With no inspections, many things did happen.  A foreign-born farmer delivered his milk in a 30-gallon can in which the cheese maker saw a drowned cat and told the farmer he could not use the milk with a cat in it.  The farmer reached into the can, took the cat out, threw it under his wagon seat and said, "No cat in milk, can you take it?"

In cheese and butter factories, the farmers owned the cheese or butter and pooled receipts; the plant manager received pay for processing the milk.  With the coming of condenseries that purchased milk at a stated price per 100 pounds', based on the butter-fat content by the Babcock test, frequent inspections, milk houses with cold water for cooling, 40-quart cans in the place of 30 or 40 gallon cans, and daily deliveries required.  Now there are plants that use no milk cans but use tanks at the farm for cooling with bulk tanks for delivery direct to the plant. 

During the former ownership of the plant, several different dairy products were made.  The idea was to find a profitable way to dispose of the surplus skim milk so it would not have to be returned to the farm or dumped on the ground.  They made casein from skim milk and from the resulting whey, lactose or milk sugar was produced. 

Skim milk was condensed and in most cases heat treated and called superheated condensed.  This was used by break bakers and ice-cream makers.  At times, sugar was added to the condensed so that when ready for market it contained about 40 percent sugar.  It was stored or sold in either 40-quart milk cans or new parafin-lined barrels which held about 600 punds of condensed milk. 

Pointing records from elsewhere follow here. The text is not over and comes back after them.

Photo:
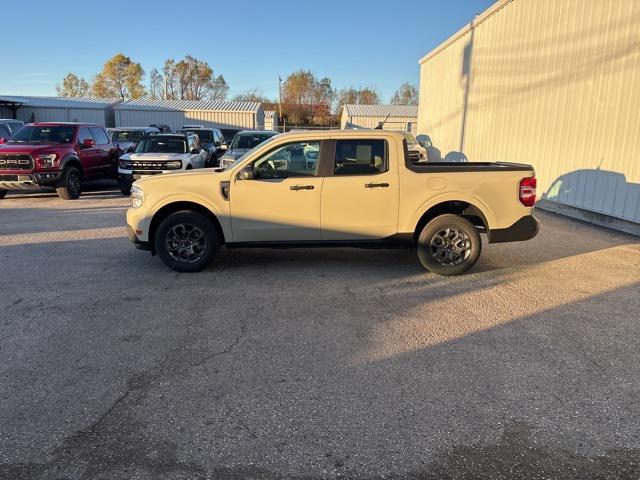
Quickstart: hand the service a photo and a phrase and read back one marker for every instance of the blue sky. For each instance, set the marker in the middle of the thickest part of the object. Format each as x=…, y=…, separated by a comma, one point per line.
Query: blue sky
x=360, y=43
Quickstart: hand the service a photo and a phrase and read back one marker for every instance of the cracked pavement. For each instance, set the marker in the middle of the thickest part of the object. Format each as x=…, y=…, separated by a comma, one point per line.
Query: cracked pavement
x=312, y=364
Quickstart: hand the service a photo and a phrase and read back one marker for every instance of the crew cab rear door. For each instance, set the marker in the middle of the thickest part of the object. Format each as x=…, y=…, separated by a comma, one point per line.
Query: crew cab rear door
x=360, y=194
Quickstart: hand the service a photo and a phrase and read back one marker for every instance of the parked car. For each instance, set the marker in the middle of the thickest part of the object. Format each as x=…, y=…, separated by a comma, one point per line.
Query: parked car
x=8, y=127
x=58, y=155
x=363, y=191
x=244, y=141
x=126, y=138
x=211, y=139
x=229, y=133
x=163, y=127
x=160, y=153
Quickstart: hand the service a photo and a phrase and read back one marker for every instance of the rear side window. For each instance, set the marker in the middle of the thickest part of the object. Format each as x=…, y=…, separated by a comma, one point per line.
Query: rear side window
x=84, y=134
x=360, y=157
x=99, y=135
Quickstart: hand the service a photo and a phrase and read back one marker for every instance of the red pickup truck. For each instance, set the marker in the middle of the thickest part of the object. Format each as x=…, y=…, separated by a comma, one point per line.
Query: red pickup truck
x=58, y=155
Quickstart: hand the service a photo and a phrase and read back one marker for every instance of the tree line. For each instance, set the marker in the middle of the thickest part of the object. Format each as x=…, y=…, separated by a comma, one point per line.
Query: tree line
x=305, y=99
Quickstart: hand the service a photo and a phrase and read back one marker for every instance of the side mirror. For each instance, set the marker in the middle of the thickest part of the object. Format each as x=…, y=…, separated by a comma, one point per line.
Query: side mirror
x=245, y=174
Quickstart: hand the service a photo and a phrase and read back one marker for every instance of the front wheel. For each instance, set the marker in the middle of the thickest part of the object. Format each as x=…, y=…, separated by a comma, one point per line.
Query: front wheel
x=449, y=245
x=186, y=241
x=70, y=186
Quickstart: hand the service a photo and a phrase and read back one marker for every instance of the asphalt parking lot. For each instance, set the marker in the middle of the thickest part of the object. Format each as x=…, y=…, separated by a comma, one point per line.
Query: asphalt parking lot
x=312, y=363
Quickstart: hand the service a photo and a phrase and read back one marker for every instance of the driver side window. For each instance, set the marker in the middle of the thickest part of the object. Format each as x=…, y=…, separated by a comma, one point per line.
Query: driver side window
x=299, y=159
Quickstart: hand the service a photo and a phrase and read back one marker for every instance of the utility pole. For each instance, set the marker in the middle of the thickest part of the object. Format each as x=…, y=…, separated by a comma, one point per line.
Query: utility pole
x=280, y=97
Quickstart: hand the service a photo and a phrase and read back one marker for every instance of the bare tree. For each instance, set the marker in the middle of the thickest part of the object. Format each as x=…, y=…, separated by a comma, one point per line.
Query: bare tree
x=407, y=94
x=73, y=86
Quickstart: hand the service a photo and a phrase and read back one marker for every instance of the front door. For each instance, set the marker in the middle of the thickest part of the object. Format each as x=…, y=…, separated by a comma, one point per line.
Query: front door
x=281, y=203
x=360, y=198
x=90, y=157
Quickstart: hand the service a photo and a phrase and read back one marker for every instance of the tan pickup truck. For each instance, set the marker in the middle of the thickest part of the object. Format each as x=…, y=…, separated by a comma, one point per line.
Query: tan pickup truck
x=355, y=188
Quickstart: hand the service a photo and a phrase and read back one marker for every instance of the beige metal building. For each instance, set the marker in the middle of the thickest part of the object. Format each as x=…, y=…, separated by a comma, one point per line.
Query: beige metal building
x=59, y=109
x=400, y=117
x=553, y=83
x=177, y=113
x=270, y=120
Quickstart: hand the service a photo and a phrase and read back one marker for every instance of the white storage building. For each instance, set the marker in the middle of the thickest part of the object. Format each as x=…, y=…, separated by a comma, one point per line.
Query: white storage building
x=58, y=109
x=555, y=84
x=176, y=113
x=400, y=117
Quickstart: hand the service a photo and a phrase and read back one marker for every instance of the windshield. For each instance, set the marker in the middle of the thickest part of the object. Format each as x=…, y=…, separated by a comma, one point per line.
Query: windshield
x=133, y=136
x=44, y=133
x=161, y=145
x=410, y=138
x=249, y=141
x=205, y=136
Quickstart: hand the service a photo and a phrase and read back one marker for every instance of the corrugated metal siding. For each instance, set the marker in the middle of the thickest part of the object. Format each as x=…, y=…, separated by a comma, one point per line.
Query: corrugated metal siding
x=552, y=83
x=392, y=123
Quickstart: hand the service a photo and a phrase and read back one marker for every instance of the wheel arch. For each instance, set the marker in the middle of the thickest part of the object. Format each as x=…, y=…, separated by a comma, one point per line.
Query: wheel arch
x=169, y=208
x=71, y=161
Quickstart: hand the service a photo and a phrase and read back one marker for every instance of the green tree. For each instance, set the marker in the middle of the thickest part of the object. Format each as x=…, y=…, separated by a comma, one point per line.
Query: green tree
x=73, y=86
x=120, y=78
x=407, y=94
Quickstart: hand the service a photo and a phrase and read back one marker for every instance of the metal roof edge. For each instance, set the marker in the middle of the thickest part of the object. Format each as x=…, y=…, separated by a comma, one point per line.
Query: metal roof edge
x=473, y=23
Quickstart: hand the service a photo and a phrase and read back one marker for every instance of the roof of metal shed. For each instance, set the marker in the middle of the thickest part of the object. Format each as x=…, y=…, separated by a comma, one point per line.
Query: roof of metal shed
x=194, y=105
x=381, y=110
x=61, y=102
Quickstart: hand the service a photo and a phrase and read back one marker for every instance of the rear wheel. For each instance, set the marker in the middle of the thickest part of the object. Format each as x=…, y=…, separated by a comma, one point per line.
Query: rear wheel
x=70, y=185
x=449, y=245
x=186, y=241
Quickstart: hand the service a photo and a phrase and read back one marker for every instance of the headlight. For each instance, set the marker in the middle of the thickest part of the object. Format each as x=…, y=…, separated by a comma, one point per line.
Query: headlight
x=137, y=197
x=175, y=164
x=47, y=161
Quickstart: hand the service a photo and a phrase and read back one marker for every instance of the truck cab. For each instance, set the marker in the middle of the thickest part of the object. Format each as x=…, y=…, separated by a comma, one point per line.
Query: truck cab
x=338, y=188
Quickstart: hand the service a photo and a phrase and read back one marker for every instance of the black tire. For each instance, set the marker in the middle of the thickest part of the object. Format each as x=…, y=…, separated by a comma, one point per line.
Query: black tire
x=70, y=185
x=125, y=187
x=179, y=244
x=449, y=245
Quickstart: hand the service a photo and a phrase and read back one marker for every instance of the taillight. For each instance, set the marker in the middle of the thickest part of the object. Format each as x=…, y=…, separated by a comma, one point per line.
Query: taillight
x=528, y=191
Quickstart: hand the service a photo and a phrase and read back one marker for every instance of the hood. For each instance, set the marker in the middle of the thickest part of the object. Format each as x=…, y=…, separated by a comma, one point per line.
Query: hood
x=152, y=156
x=29, y=148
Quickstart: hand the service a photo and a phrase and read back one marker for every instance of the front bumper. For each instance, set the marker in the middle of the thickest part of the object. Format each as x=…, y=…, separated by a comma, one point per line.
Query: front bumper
x=139, y=244
x=524, y=229
x=27, y=181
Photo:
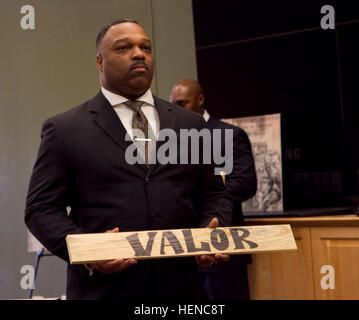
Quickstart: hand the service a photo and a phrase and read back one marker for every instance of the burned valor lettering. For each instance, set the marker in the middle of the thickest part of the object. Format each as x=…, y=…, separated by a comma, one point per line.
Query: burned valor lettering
x=137, y=246
x=191, y=247
x=222, y=243
x=238, y=240
x=173, y=242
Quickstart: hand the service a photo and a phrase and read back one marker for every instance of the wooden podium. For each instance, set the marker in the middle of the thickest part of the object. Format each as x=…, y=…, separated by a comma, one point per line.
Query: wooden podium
x=153, y=244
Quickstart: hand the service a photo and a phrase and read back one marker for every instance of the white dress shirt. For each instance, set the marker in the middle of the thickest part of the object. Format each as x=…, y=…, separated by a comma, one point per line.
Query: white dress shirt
x=125, y=113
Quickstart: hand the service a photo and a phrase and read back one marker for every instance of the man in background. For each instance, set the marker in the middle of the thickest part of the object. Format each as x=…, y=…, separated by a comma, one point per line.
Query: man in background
x=82, y=164
x=228, y=280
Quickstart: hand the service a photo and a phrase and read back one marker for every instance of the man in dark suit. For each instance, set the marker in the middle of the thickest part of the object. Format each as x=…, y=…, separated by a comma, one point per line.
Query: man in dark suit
x=82, y=164
x=229, y=280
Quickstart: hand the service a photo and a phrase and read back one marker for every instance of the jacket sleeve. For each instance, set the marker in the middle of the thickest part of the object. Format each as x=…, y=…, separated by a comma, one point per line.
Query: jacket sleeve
x=242, y=182
x=49, y=194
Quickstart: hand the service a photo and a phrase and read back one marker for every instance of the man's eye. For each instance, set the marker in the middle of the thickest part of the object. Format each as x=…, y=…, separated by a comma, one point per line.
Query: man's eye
x=147, y=48
x=122, y=48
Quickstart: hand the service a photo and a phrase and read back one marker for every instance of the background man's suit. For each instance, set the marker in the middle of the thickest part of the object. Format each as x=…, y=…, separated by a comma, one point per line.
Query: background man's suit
x=81, y=164
x=228, y=280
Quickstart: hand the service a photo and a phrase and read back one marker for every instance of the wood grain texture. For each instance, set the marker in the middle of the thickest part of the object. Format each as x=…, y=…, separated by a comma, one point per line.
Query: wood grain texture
x=284, y=275
x=152, y=244
x=339, y=248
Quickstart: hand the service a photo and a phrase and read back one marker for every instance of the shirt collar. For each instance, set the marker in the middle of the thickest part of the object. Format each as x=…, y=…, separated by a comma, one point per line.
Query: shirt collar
x=205, y=115
x=115, y=99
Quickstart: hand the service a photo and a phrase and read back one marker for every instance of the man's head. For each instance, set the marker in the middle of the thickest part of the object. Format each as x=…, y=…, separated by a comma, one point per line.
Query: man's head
x=124, y=58
x=188, y=94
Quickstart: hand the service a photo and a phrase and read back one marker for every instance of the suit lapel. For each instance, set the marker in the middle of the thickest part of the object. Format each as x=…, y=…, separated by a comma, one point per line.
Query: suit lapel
x=106, y=118
x=167, y=121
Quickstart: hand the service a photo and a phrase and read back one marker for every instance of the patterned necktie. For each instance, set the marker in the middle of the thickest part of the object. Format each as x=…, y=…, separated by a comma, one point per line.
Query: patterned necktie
x=144, y=138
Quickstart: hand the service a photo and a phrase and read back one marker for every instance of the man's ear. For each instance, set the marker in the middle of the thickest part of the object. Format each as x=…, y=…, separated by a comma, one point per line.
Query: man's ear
x=99, y=61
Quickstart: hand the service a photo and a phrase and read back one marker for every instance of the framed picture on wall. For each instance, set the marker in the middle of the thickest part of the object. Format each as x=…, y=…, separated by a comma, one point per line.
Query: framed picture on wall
x=264, y=133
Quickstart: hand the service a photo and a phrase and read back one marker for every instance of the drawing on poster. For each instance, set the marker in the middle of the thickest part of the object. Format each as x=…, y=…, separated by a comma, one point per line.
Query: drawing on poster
x=265, y=137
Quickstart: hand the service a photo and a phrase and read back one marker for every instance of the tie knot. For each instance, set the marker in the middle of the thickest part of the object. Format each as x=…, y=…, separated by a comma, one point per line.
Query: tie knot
x=134, y=105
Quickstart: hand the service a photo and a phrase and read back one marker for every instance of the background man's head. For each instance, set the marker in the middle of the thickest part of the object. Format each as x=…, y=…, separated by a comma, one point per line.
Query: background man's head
x=124, y=58
x=188, y=94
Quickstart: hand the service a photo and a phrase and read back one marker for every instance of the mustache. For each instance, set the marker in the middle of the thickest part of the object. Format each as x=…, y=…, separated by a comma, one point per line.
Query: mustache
x=139, y=64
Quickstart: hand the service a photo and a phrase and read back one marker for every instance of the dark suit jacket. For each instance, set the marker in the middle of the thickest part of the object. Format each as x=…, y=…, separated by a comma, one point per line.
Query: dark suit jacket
x=241, y=184
x=81, y=163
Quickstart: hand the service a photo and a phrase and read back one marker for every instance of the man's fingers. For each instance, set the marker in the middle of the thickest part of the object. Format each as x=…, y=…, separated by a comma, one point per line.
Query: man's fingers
x=114, y=266
x=213, y=223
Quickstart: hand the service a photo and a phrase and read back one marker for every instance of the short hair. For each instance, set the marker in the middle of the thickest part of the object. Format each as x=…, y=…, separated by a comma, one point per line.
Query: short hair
x=104, y=29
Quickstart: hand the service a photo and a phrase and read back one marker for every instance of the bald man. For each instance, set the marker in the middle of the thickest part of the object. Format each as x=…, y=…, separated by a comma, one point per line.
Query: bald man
x=226, y=281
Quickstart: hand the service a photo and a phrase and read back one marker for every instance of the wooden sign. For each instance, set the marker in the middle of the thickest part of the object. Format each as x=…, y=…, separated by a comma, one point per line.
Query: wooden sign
x=95, y=247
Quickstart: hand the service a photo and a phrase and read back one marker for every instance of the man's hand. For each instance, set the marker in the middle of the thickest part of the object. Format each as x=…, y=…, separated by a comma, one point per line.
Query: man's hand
x=207, y=260
x=113, y=266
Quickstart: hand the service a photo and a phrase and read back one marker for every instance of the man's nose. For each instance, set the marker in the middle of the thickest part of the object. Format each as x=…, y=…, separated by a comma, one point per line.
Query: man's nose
x=138, y=53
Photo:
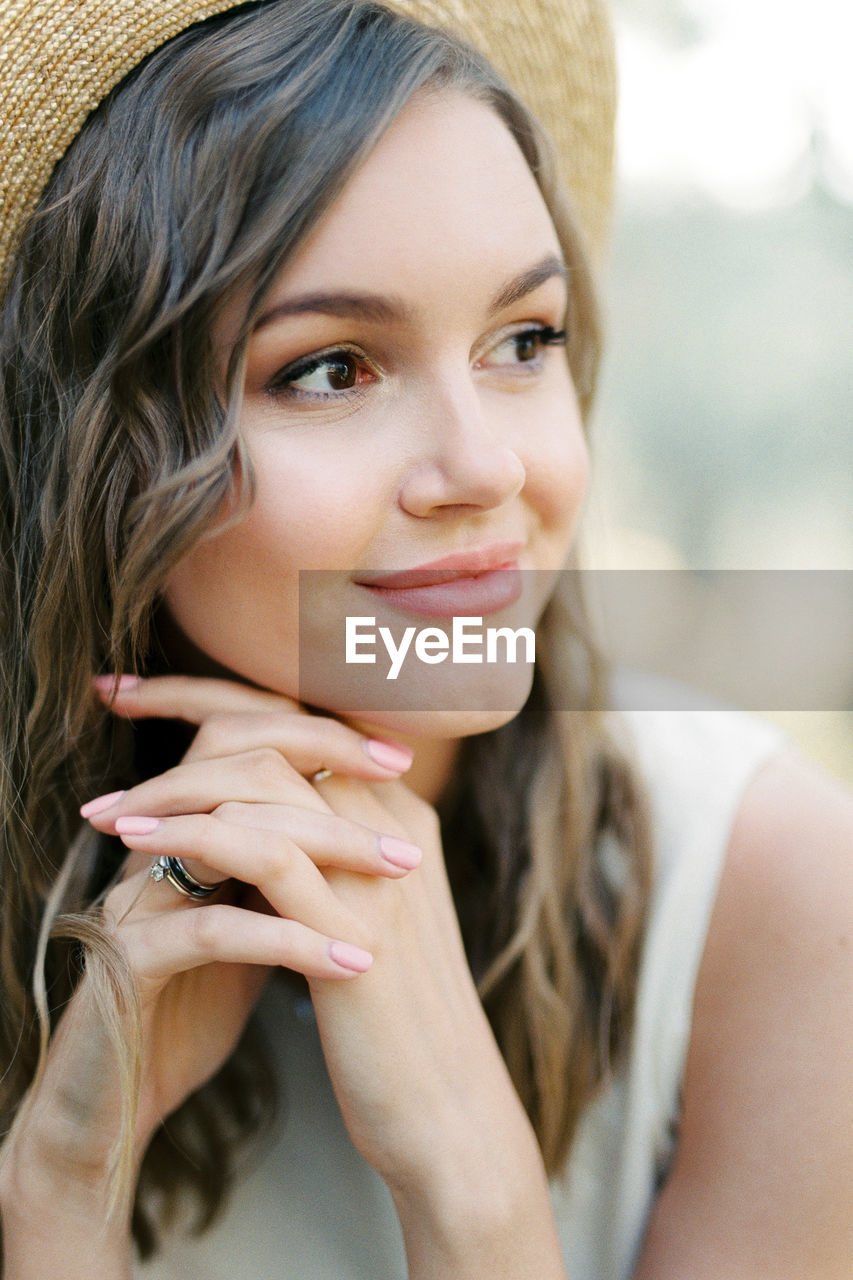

From time to time, addition to the buildings have been made.  New makes and models of up-to-date machines, more ice machines, two new 250 horsepower boilers have been added, and powder rolls ahve been replaced by spray powder equipment.  At one time, the first two 150-horsepower boilers had gas burners, the fuel coming from the local field.  The three old-style vacuum pans were replaced with large sized Blaw-Knox condensing pans.  An up-to-date receiving room was built which receives 15 cans per minute. 

In addition, surplus milk is received by tank trucks holding from 8,000 to 12,000 quarts each.  This milk comes from Buffalo, Rochester and other points.  It is made into milk powder and is shipped in bags or fiber barrels.  At the present time, milk, cream, and condensed milk are sent in large, stainless tank trucks to Buffalo, New York City, Boston, and other points.  Powdered milk is shipped by truck transport and by Erie Railroad.  Surplus pasteurized cream is churned into butter that is packaged in cardboard boxes.  The present-day churn will finish at each churning around 2,000 pounds of butter. 

The General Ice Cream Corporation, a subsidiary of National Dairy, which still owns the plant, has sold or disposed of all the outside skimming stations and owns only the John Greeley farm of 153 acres, using the land for waste disposal and the barn for storage.  A large water reservoir is for use by the plant and its sprinkler system.  Water from this storage may be used by the local fire company to combat fires near the Center.  This plant furnishes employment for about 50 persons.  Managers of the plant since 1907 have been B.J. Dorsey, William Rogers, Allan Kidder and Victor Hierl.